Why? Because accelerators are closely aligning themselves with venture capitalists.

"We feel it's our responsibility to get a company groomed so it is a good prospect. We hope our relationship with venture capital firms enables our clients a fair look," Mr. Weiss said.

A sure thing

That partnership between accelerators and venture capital firms is the new trend in investment, Mr. Wright said.

In most cases, start-ups use accelerators to refine their company, then rely on an accelerator and its contacts as Mr. Kime did to provide help finding a willing venture capitalist.

With McKinsey and Co., venture capital firms bring start-ups in need of consulting help to the accelerator. The venture capital firms invest in the companies once they are done with the accelerator program. Many accelerators give venture capitalists a spot on their board of directors.

"One of the drivers here is that VCs (venture capitalists) are looking for more of a sure thing," Mr. Bolger said.
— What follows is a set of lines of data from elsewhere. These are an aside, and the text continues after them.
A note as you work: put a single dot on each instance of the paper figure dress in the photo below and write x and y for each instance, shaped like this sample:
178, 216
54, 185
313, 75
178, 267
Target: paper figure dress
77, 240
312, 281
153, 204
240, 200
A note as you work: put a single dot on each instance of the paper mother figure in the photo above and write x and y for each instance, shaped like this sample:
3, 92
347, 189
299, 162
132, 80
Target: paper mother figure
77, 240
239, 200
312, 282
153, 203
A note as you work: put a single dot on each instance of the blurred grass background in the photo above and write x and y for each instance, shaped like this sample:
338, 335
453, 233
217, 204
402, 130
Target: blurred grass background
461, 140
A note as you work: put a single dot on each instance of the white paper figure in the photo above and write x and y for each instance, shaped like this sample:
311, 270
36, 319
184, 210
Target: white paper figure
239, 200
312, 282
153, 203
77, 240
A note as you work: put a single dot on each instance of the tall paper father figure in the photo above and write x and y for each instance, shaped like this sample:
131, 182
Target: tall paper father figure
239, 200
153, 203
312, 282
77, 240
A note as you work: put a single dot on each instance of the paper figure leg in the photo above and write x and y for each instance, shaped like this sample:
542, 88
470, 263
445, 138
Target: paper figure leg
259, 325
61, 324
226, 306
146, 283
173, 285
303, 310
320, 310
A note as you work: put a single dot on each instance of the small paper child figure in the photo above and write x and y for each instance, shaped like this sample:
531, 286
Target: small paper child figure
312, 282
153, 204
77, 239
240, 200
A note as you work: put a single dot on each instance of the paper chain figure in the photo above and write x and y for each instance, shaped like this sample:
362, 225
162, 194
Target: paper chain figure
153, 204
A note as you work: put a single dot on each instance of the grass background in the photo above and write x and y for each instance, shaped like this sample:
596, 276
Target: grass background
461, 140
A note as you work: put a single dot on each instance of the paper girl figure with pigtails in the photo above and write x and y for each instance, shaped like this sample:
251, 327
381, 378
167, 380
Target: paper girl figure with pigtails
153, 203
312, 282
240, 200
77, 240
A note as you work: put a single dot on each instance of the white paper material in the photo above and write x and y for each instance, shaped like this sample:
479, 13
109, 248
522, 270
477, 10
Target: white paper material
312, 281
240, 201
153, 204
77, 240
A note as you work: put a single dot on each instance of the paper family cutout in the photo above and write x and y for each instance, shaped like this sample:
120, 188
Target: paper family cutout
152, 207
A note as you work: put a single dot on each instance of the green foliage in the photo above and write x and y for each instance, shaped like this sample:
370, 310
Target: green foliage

So far, accelerators have little evidence that they are the "new model for the new economy" because few companies have left the accelerators and gone on to IPO stardom.

But one has.

One of Katalyst's early portfolio companies, Boston-based Breakaway Solutions Inc., went public nine months after it hired Katalyst to accelerate the company. Breakaway Solutions had a $42 million IPO in October 1999 and saw its stock price triple in first-day trading.

If that keeps happening, accelerators will do more than make their clients wealthy. The people running them will make themselves wealthy.